"Pertama, menyatakan bahwa agama Kristen tidak pernah mengajarkan membunuh orang Islam akan syahid masuk surga, justru agama Kristen mengajarkan untuk mengasihi sesama manusia bahkan musuh sekalipun," ujar Sahat di Sekretariat DPP GAMKI, Jakarta, Minggu (12/4/2026), dikutip dari tvOnenews.com.
"Kedua, mengecam keras pernyataan Jusuf Kalla yang menyakiti hati umat Kristen dan menimbulkan kegaduhan di tengah masyarakat," lanjutnya.

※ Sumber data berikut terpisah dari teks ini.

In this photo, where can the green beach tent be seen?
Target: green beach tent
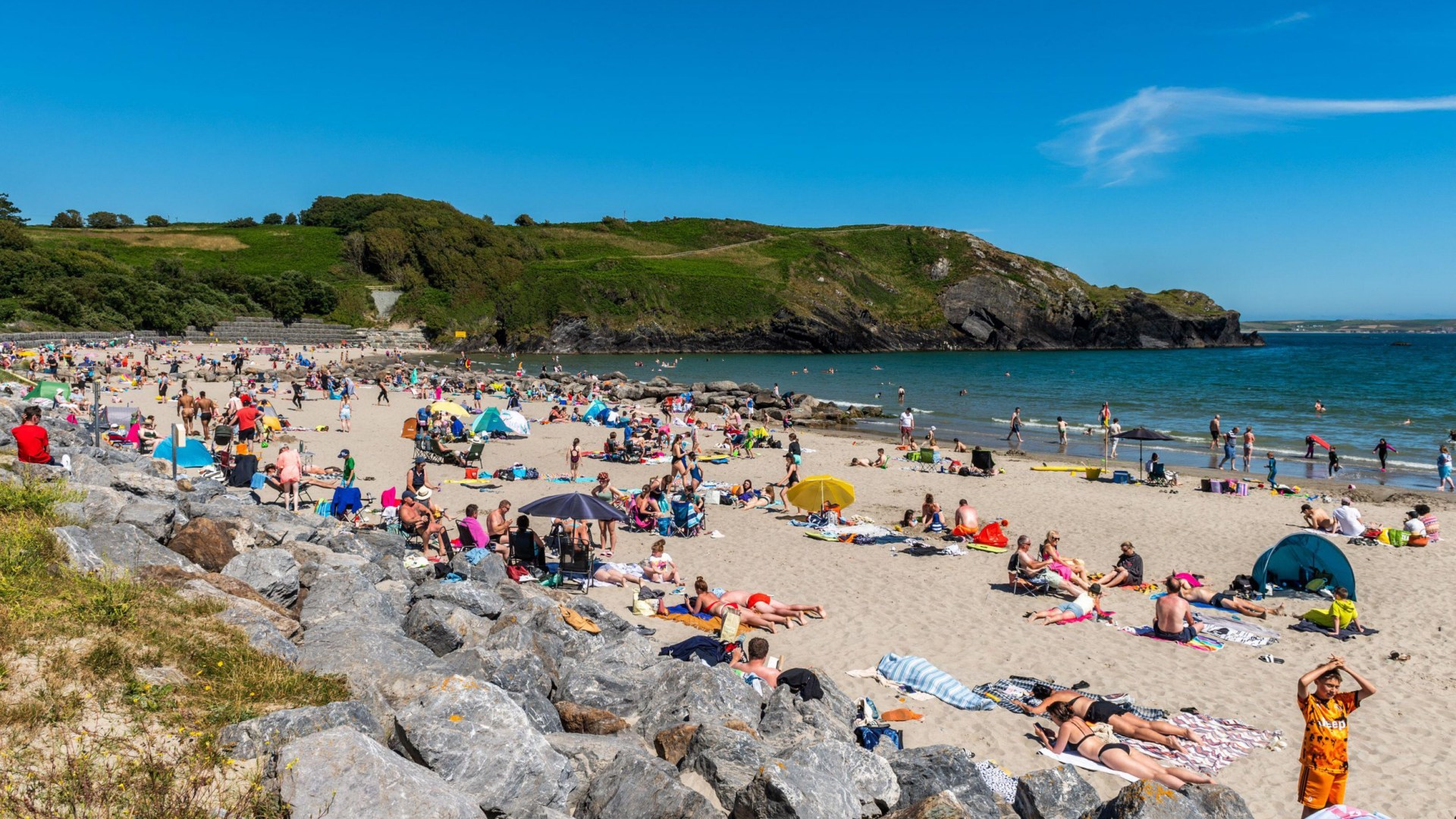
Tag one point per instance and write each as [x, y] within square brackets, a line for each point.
[53, 390]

"Ketiga, bersama ini kami yang terdiri dari berbagai Lembaga Kristen dan Organisasi Masyarakat akan melaporkan Bapak Jusuf Kalla ke-Kepolisian RI," tegas Sahat, dikutip dari CNN Indonesia.
Selain GAMKI, Ketua Umum Pengurus Pusat Pemuda Katolik Stefanus Asat Gusma juga turut melaporkan Jusuf Kalla dengan alasan yang sama.

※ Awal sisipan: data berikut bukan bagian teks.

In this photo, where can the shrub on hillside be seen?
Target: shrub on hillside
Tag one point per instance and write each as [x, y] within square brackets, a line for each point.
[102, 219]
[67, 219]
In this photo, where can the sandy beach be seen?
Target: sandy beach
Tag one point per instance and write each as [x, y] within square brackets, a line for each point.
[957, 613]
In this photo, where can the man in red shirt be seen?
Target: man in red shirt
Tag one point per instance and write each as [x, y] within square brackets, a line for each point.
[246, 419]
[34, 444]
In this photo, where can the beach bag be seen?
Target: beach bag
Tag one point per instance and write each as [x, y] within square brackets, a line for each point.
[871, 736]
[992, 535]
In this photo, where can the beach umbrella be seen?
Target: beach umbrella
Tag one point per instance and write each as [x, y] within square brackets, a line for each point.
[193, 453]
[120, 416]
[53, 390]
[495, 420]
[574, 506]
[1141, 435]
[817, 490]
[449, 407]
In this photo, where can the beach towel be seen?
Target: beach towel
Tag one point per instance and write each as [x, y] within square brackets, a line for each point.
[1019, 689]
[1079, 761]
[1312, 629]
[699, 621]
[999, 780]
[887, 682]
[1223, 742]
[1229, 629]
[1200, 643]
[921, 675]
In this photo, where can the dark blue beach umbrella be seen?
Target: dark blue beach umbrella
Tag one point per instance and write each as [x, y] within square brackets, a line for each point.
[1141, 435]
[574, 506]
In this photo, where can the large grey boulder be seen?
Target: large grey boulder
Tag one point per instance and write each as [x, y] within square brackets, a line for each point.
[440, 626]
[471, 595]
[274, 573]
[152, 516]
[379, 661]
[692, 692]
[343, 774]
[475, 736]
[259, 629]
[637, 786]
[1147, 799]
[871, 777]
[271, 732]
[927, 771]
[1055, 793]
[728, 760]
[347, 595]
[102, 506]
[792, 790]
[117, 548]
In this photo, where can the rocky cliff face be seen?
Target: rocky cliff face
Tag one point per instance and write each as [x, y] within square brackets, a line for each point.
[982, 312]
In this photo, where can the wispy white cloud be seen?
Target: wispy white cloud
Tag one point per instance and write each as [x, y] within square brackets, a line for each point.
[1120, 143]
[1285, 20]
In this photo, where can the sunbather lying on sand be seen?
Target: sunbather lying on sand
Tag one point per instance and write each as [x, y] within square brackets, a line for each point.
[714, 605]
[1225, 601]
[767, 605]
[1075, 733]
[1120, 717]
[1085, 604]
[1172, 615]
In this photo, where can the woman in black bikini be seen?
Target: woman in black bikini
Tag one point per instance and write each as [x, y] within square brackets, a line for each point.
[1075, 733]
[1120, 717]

"Jadi kami melaporkan malam ini supaya situasinya bisa terkontrol oleh aparat penegak hukum," kata Stefanus, dikutip dari Haluan Riau.

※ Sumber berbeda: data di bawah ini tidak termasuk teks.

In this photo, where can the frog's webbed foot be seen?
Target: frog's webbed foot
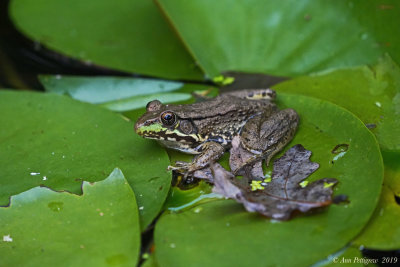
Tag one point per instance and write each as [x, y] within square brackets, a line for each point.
[180, 166]
[264, 137]
[210, 152]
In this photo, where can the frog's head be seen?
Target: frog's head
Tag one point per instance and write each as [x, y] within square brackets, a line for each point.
[164, 123]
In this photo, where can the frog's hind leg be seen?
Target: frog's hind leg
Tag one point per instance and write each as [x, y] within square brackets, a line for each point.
[265, 137]
[209, 152]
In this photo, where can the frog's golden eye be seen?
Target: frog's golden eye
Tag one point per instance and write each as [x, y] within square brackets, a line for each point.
[168, 118]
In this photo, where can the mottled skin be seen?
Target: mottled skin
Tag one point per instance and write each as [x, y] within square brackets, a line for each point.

Stefanus menilai pernyataan dalam video tersebut telah memicu komentar bernuansa SARA di media sosial. "Komentar-komentar di media sosial sudah saling mencaci, menghina dan menyangkut SARA," ujarnya.
Menanggapi laporan tersebut, Juru Bicara Jusuf Kalla, Husain Abdullah, membantah bahwa pernyataan kliennya menistakan ajaran Kristen. Ia menegaskan bahwa video viral yang tersebar di media sosial telah kehilangan konteks.